On why Britain shouldn't

“I don't have a phobia about Tories. That would suggest an irrational response. I hate them for a reason. For lots of reasons, actually. For the miners strike, apartheid, selling council houses, lining the pockets of the rich and hammering the poor – to name but a few… As a young man Cameron looked out on the social carnage of pit closures and mass unemployment, looked at Margaret Thatcher's government and thought, these are my people.” I hate Tories. Gary Younge in The Guardian.

On race

“Frankly, I never thought I’d see the day the local Tory party would select a Birmingham-born Sikh businessman as a candidate, and even though I still struggle with the concept of an Asian Tory — it feels as improbable as a miaowing rabbit — if the child of immigrants is elected as a Tory MP in this seat, which was Conservative from its inception in 1950 until Tony Blair took over as Prime Minister, it will be an encouraging sign that politics in Wolverhampton, the first town in Britain to experience mass immigration, have finally been de-racialised.” I’m Labour, but… Sathnam Sanghara inThe Times.

On the elephant in the room

“This is a grave time for our country; graver than most seem to realise.
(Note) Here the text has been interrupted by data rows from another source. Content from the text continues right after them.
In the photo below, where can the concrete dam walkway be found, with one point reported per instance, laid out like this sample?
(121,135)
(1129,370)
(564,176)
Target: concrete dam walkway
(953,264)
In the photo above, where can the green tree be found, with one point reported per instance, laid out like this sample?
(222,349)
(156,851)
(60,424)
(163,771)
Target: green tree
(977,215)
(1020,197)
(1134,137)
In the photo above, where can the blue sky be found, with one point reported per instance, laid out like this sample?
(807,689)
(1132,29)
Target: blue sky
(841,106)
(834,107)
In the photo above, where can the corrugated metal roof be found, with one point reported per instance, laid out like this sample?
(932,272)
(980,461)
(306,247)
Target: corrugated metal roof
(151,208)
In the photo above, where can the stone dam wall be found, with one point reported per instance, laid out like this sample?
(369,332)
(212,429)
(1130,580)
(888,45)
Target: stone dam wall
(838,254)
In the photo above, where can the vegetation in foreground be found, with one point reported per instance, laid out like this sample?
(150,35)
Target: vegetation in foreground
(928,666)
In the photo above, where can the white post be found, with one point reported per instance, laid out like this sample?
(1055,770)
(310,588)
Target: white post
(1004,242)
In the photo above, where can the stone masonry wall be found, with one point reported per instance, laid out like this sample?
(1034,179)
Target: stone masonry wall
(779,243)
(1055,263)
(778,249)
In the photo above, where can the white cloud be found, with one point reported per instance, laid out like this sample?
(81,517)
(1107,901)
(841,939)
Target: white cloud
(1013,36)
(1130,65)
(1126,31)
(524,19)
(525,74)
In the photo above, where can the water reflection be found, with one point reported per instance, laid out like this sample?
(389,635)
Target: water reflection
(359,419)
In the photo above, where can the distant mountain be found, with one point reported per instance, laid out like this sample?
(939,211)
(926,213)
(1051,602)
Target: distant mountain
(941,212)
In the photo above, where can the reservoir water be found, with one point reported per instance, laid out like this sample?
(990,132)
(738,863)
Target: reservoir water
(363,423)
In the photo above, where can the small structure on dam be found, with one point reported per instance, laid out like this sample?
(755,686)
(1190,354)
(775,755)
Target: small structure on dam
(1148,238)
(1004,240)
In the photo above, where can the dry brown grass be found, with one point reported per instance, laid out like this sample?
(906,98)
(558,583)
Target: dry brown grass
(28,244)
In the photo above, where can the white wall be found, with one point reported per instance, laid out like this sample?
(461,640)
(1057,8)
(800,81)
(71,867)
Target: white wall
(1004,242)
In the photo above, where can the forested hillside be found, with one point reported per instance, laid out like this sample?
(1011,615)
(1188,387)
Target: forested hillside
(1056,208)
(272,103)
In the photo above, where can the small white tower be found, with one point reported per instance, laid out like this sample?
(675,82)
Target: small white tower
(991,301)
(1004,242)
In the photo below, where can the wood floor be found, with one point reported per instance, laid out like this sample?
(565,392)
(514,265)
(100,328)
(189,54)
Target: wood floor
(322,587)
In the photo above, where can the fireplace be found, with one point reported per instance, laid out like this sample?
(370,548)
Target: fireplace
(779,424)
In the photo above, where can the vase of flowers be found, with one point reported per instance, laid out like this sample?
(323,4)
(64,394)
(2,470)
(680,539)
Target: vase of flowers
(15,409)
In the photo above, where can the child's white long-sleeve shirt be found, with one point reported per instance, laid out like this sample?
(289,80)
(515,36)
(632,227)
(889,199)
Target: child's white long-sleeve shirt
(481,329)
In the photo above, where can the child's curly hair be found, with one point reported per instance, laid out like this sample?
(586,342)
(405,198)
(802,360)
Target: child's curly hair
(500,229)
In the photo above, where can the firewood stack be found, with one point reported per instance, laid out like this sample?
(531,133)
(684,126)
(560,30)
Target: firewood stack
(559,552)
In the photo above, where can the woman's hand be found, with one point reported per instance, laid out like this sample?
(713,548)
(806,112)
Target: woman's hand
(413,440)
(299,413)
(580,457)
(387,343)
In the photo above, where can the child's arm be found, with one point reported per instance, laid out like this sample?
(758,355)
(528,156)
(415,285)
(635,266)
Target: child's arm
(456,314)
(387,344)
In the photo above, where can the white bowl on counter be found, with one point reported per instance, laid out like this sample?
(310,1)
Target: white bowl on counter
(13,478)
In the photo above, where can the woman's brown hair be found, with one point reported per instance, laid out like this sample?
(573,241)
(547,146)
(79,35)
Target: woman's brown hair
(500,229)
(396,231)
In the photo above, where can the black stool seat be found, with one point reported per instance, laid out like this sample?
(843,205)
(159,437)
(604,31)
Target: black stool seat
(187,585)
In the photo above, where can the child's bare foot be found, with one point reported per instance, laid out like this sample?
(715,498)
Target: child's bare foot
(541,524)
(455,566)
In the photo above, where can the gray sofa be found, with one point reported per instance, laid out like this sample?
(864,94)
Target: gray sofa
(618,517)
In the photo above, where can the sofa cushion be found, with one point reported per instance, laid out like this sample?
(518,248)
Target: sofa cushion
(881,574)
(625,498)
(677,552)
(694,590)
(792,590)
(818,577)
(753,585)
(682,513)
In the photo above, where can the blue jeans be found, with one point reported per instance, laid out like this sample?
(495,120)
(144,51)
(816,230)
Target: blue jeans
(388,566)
It is a shame that Gordon Brown's pathetic and, for him, mortal insult of a woman who spoke for England last week distracted attention from what otherwise would have been the most significant story of the election: the report by the Institute of Fiscal Studies into the failure of any of the main parties to address how they would tackle the deficit. The parties have been allowed to stay in a universe parallel to the real economy, and to real international markets, because the electorate seems quite happy for them to talk about "values", "the big society" and "fairness" as a sort of simulacrum of a policy debate. But then reality will come soon enough, starting some time on Friday.” Vote with care, then prepare for the worst. Simon Heffer in The Daily Telegraph.